Maryland was established primarily as a refuge, or safe place, for Catholics. Despite its Catholic underpinnings, the population of the colony was disproportionately Protestant from the start. Many Protestants who believed the Church of England did not fully shed its Catholic roots came to Maryland to begin anew. In fact, when Leonard Calvert set sail for Maryland in 1633, the two ships carried 17 Catholics and 123 Protestants. The colony's proprietors sought to ease tensions between religious groups by passing the Act of Religious Toleration in 1649. This act protected the right of Christians to worship freely in the colony.

Maryland Colony Population Growth

Year Total Population of Maryland (Year) Roman Catholic Population (Percent of Total Population)
1670 13,226 2,000 (15.1%)
1710 42,741 3,000 (7%)
1760 162,267 7,000 (4.3%)

Settling Georgia

The Georgia Colony was established to provide economic opportunities to Britain's debtors and poor as well as to provide a buffer between Spanish Florida and the other English colonies.

The Georgia Colony was established in 1732 by James Oglethorpe, a British philanthropist who worked on various reform measures to benefit the country's poor.
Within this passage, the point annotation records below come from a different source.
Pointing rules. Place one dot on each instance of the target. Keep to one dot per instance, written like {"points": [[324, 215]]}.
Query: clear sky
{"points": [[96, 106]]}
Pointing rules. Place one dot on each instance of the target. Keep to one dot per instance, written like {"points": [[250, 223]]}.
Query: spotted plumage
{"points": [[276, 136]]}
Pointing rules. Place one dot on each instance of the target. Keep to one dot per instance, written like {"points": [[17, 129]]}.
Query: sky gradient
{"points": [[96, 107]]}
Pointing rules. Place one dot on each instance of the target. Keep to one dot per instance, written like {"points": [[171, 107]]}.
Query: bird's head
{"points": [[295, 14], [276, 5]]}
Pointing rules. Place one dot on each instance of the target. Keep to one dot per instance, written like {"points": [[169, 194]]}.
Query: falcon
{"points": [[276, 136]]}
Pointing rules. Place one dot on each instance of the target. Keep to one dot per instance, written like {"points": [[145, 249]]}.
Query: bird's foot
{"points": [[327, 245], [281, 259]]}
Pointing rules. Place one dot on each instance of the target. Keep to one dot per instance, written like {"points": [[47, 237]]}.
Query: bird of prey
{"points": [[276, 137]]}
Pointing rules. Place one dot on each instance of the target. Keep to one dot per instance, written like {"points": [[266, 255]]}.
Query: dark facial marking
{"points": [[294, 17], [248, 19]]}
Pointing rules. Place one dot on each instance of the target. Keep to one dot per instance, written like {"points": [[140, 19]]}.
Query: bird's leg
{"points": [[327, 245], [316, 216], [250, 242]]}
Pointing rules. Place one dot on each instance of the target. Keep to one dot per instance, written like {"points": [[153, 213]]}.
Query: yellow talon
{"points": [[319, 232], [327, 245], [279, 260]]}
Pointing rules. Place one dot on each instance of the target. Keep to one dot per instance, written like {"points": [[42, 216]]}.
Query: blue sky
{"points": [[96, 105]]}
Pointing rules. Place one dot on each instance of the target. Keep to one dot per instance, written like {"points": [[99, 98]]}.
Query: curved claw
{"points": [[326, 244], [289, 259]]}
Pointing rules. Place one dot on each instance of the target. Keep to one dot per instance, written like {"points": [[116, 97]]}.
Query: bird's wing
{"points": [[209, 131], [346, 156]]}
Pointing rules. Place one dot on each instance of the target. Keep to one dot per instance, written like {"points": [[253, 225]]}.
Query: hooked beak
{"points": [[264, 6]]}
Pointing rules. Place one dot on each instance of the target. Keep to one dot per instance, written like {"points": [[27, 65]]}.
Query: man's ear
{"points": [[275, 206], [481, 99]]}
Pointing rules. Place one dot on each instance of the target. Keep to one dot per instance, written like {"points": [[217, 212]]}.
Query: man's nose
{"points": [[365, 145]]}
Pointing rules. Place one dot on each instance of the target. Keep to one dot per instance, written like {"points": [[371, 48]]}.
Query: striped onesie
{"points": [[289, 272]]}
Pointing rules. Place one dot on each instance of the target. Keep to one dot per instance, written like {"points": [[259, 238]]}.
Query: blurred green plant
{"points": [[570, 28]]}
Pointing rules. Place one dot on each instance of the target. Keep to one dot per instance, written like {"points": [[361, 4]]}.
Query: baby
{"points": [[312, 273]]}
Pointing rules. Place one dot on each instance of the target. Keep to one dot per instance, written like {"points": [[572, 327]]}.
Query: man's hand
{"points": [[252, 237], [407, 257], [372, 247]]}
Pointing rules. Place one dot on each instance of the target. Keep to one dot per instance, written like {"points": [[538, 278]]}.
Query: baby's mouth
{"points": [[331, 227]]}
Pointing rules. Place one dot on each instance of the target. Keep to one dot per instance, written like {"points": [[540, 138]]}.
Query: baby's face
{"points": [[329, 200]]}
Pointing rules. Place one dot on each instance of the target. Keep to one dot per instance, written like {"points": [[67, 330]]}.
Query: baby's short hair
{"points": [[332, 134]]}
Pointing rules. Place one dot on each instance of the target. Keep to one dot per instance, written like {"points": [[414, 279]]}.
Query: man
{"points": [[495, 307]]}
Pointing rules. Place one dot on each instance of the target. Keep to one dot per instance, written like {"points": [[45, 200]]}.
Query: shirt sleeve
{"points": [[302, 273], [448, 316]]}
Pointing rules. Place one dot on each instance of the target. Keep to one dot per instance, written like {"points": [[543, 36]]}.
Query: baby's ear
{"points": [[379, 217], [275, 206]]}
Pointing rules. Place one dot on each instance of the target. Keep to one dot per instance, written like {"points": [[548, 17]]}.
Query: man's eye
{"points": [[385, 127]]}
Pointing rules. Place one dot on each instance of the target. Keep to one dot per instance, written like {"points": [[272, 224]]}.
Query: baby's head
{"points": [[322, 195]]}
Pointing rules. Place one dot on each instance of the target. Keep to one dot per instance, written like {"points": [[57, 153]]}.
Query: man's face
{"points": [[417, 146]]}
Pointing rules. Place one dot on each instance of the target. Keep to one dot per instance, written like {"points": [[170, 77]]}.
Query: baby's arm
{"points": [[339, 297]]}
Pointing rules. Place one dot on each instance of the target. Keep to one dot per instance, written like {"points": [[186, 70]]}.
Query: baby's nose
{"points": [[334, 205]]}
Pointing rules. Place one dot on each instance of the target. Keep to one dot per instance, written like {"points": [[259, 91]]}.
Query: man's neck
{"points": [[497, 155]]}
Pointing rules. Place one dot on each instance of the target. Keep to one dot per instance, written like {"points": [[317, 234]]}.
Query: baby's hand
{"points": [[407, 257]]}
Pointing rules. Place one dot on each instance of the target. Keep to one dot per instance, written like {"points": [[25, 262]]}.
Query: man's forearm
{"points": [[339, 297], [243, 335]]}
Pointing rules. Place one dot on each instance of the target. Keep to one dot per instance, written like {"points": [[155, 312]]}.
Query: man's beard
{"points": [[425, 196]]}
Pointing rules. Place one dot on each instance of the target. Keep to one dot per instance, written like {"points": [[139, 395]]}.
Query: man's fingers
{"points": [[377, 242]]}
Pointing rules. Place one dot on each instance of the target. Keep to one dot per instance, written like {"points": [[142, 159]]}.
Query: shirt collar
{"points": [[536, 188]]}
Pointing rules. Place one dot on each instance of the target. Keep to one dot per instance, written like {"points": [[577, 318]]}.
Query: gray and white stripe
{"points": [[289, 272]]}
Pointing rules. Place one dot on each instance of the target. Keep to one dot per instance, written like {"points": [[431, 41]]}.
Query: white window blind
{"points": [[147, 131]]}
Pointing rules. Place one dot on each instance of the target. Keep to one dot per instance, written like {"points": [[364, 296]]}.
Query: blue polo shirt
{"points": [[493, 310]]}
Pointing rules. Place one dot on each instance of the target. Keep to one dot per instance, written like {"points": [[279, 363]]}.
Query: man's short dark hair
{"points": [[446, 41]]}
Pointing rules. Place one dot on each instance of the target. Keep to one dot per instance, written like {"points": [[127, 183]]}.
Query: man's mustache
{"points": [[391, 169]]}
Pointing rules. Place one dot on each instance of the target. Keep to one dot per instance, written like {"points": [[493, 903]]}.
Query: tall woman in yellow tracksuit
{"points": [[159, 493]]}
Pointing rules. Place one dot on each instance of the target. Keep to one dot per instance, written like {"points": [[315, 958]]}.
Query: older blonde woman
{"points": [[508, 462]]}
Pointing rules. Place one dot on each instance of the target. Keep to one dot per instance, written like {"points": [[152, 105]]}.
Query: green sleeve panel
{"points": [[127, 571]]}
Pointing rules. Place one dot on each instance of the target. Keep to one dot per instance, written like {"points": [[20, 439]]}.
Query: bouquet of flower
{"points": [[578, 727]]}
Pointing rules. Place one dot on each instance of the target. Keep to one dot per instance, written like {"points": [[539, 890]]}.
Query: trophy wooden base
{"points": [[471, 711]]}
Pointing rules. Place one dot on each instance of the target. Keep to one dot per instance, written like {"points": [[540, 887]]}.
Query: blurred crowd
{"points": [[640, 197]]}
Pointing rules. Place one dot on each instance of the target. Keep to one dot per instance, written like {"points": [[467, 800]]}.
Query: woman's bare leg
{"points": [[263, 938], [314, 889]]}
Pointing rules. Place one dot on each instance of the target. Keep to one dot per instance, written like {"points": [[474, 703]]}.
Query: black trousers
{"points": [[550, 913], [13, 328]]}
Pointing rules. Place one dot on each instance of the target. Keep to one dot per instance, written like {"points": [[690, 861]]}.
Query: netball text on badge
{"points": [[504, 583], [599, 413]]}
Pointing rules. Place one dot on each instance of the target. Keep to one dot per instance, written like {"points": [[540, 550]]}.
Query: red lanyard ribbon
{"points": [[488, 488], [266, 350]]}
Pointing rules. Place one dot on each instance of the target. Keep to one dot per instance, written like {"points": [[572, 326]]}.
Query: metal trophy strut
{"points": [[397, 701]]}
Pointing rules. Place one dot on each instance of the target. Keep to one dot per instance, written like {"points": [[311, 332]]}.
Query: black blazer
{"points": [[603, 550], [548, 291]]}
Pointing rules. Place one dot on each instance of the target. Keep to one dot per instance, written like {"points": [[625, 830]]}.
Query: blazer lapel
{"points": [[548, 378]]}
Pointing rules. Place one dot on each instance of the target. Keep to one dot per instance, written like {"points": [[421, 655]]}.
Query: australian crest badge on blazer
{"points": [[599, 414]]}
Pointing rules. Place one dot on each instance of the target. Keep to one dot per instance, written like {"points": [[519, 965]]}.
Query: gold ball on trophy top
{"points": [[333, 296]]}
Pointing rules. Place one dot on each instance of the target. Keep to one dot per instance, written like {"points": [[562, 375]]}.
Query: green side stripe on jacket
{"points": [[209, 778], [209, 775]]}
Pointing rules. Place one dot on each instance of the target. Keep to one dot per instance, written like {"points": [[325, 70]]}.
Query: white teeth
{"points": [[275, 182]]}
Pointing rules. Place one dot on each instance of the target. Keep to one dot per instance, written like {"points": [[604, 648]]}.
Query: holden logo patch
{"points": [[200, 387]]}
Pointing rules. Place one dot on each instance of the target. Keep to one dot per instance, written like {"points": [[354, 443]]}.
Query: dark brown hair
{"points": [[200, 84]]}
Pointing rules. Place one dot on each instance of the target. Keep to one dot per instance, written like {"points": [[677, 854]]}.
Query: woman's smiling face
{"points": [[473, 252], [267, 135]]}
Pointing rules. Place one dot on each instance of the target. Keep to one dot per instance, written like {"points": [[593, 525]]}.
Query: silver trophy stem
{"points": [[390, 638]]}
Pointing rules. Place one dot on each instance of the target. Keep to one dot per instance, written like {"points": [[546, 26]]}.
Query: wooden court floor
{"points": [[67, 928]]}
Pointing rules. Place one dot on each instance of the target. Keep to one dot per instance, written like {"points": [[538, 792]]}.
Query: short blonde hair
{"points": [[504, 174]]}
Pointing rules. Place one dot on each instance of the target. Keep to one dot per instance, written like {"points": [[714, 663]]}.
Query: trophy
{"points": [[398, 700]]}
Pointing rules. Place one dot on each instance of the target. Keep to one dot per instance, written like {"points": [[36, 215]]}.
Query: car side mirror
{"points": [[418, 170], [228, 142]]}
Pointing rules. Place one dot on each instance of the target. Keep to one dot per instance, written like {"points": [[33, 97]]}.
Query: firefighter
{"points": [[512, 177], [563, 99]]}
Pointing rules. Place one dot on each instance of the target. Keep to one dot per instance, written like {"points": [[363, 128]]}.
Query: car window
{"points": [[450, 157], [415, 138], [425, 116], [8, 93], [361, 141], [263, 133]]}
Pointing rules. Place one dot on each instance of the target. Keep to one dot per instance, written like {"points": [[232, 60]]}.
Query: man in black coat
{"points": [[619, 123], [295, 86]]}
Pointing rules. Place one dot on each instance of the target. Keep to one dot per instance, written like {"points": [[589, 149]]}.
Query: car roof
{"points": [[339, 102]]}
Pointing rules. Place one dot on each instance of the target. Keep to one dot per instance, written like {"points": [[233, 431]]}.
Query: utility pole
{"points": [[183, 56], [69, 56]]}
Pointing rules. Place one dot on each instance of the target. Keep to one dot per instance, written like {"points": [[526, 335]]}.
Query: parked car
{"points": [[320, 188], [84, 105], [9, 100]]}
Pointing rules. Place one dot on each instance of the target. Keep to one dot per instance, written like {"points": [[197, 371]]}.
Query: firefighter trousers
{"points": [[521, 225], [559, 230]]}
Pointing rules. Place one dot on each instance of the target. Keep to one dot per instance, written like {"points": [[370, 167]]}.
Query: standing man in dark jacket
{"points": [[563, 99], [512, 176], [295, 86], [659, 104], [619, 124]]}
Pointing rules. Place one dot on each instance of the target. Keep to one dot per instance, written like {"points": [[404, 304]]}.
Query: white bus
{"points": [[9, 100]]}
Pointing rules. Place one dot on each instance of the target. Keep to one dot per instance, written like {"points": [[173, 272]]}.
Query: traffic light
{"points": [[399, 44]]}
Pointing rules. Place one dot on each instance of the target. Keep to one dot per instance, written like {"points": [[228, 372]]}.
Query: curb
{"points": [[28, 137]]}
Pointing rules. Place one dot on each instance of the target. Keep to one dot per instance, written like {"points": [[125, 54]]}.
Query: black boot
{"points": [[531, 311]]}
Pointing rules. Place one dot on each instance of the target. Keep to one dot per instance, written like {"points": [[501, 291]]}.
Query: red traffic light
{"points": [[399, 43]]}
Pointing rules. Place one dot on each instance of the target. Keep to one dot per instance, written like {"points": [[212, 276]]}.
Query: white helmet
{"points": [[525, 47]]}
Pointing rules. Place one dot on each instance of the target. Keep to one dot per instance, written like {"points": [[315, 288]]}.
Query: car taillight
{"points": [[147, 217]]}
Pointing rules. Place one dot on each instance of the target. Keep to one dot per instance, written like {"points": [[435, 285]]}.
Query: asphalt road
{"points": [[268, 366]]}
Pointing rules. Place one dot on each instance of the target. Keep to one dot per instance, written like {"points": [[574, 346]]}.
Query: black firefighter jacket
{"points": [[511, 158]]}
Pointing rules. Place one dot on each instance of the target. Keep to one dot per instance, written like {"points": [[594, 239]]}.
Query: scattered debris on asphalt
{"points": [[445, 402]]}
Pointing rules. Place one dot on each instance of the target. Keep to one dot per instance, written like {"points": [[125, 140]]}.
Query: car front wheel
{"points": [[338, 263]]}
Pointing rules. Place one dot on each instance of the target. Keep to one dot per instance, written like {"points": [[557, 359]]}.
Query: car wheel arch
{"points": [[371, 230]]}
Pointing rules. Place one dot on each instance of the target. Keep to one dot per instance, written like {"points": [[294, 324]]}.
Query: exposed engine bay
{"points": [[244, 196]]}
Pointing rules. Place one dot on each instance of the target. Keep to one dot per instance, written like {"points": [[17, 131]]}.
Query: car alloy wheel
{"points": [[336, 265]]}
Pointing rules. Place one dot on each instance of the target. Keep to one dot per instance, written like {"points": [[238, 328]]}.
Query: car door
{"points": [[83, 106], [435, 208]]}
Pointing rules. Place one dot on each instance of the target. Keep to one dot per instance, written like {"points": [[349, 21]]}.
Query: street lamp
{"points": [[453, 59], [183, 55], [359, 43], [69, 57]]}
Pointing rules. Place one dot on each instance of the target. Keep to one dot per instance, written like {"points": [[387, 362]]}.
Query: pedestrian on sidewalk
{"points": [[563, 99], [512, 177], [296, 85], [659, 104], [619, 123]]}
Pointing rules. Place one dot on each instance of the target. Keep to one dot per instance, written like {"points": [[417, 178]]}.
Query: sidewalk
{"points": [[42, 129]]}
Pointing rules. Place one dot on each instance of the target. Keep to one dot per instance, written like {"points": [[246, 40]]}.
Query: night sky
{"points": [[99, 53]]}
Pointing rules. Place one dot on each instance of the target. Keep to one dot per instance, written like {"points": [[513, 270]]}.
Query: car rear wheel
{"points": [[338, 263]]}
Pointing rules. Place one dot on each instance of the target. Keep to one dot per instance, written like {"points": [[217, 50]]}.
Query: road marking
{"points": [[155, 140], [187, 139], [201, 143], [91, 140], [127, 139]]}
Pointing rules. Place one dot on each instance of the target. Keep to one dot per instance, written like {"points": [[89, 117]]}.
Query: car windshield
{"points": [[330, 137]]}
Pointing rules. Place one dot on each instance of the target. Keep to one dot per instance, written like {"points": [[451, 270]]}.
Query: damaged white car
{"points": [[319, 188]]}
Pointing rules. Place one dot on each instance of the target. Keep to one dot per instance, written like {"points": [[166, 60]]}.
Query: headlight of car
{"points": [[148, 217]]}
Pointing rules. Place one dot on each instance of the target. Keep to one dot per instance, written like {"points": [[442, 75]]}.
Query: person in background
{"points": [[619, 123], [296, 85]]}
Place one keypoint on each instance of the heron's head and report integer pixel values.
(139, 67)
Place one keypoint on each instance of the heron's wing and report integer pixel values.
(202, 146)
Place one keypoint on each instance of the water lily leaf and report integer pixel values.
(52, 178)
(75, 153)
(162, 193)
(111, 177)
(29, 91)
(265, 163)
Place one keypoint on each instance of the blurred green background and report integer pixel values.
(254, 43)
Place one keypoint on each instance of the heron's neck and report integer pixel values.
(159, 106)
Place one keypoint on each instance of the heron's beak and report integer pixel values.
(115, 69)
At the time, those who owed debts were often thrown into debtors' prison. This made it difficult, if not impossible, for poor individuals to work and eventually earn enough to pay back what they owed. Oglethorpe intended for the Georgia Colony to serve as a second chance for England's poor.

Oglethorpe and the colony's other leaders, known collectively as the Trustees, established strict land ownership and inheritance laws. These laws were established to spread wealth equally among colonists and prevent individuals or families from accumulating too much land or wealth. At the same time, they banned slavery.

In addition to serving as a refuge for England's poor, it was a safe haven for a number of Protestant groups. Oglethorpe also permitted the settlement of Jews in the colony.

Like the Virginia Colony, the Carolinas, and Maryland, the Trustees also hoped to turn a profit from the Georgia Colony. They encouraged colonists to produce luxury items like wine and silk. Attempts at growing grapes and producing silk failed.

While Oglethorpe and the Trustees had philanthropy and profit on their minds, the king had another motive. One reason the Trustees were granted a charter was to create a buffer between Spanish Florida and South Carolina. As South Carolina grew and prospered, the English lived in growing fear of a Spanish attack. Settlements in Georgia acted as a buffer, or barrier, between the English and Spanish colonies. As the colony grew, Oglethorpe also loosened his grip on land ownership laws and laws regarding slavery in order to increase economic production and foster population growth to counteract the Spanish.

Map of Colonial Georgia, c. 1732

One reason for Georgia's creation was to provide a buffer between the Carolinas and the Spanish to the south.